Towards Better Generalization in Open-Domain Question Answering by Mitigating Context Memorization
Zixuan Zhang, Revanth Gangi Reddy, Kevin Small, Tong Zhang, Heng Ji
TL;DR
This work tackles the challenge of Open-Domain Question Answering generalization under dynamic knowledge and domain shifts. It identifies reader over-memorization of retrieved documents as a key bottleneck and introduces Corpus-Invariant Tuning (CIT), a regularization loss that constrains the reader’s likelihood of retrieved contexts during training. By combining L_QA with an auxiliary L_CIT term, and using Masked Span Prediction probabilities, CIT trains models to rely more on retrieved evidence rather than memorized corpus content. Extensive experiments on NQ, TriviaQA, and RobustQA demonstrate that CIT substantially improves cross-version and cross-domain generalization while preserving or enhancing in-domain performance, and it also boosts retrieval performance and evidence coverage. The approach offers a practical, parameterizable way to improve generalization in retrieval-augmented OpenQA systems, with applicability to encoder-decoder architectures and even decoder-only prompts.
Abstract
Open-domain Question Answering (OpenQA) aims at answering factual questions with an external large-scale knowledge corpus. However, real-world knowledge is not static; it updates and evolves continually. Such a dynamic characteristic of knowledge poses a vital challenge for these models, as the trained models need to constantly adapt to the latest information to make sure that the answers remain accurate. In addition, it is still unclear how well an OpenQA model can transfer to completely new knowledge domains. In this paper, we investigate the generalization performance of a retrieval-augmented QA model in two specific scenarios: 1) adapting to updated versions of the same knowledge corpus; 2) switching to completely different knowledge domains.

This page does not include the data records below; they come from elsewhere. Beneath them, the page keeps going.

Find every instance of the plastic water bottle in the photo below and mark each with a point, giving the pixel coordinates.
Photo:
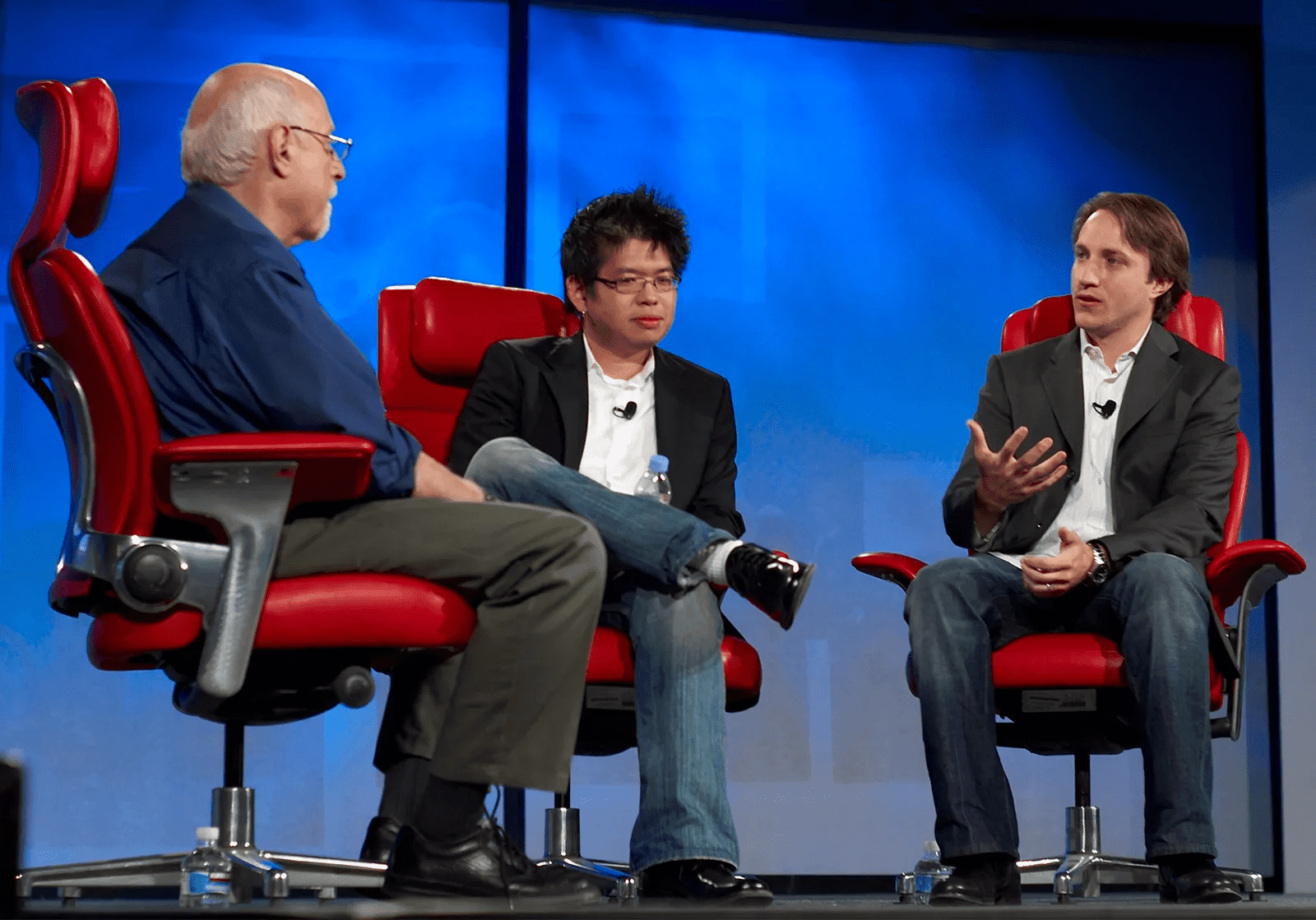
(204, 873)
(928, 871)
(653, 483)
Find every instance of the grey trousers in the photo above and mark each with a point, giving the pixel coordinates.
(536, 580)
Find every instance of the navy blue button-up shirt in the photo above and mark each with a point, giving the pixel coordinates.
(232, 339)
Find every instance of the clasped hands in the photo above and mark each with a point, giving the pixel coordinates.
(1006, 479)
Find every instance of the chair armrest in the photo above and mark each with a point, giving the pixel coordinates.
(888, 566)
(248, 482)
(1230, 571)
(331, 468)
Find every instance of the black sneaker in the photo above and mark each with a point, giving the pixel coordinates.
(484, 865)
(703, 880)
(1203, 885)
(773, 583)
(989, 880)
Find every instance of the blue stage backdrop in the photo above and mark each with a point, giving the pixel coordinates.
(421, 87)
(864, 216)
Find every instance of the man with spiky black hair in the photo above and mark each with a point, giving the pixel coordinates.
(603, 403)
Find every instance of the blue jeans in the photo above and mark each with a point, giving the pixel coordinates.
(1156, 608)
(675, 628)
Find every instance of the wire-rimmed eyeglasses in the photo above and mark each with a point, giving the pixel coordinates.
(341, 146)
(635, 284)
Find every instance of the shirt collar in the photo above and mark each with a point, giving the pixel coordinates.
(221, 201)
(1085, 345)
(637, 381)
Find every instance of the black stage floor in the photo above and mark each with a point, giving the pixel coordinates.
(1037, 906)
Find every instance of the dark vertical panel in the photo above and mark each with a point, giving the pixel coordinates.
(513, 250)
(1267, 457)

We observe that the generalization challenges of OpenQA models stem from the reader's over-reliance on memorizing the knowledge from the external corpus, which hinders the model from generalizing to a new knowledge corpus. We introduce Corpus-Invariant Tuning (CIT), a simple but effective training strategy, to mitigate the knowledge over-memorization by controlling the likelihood of retrieved contexts during training. Extensive experimental results on multiple OpenQA benchmarks show that CIT achieves significantly better generalizability without compromising the model's performance in its original corpus and domain.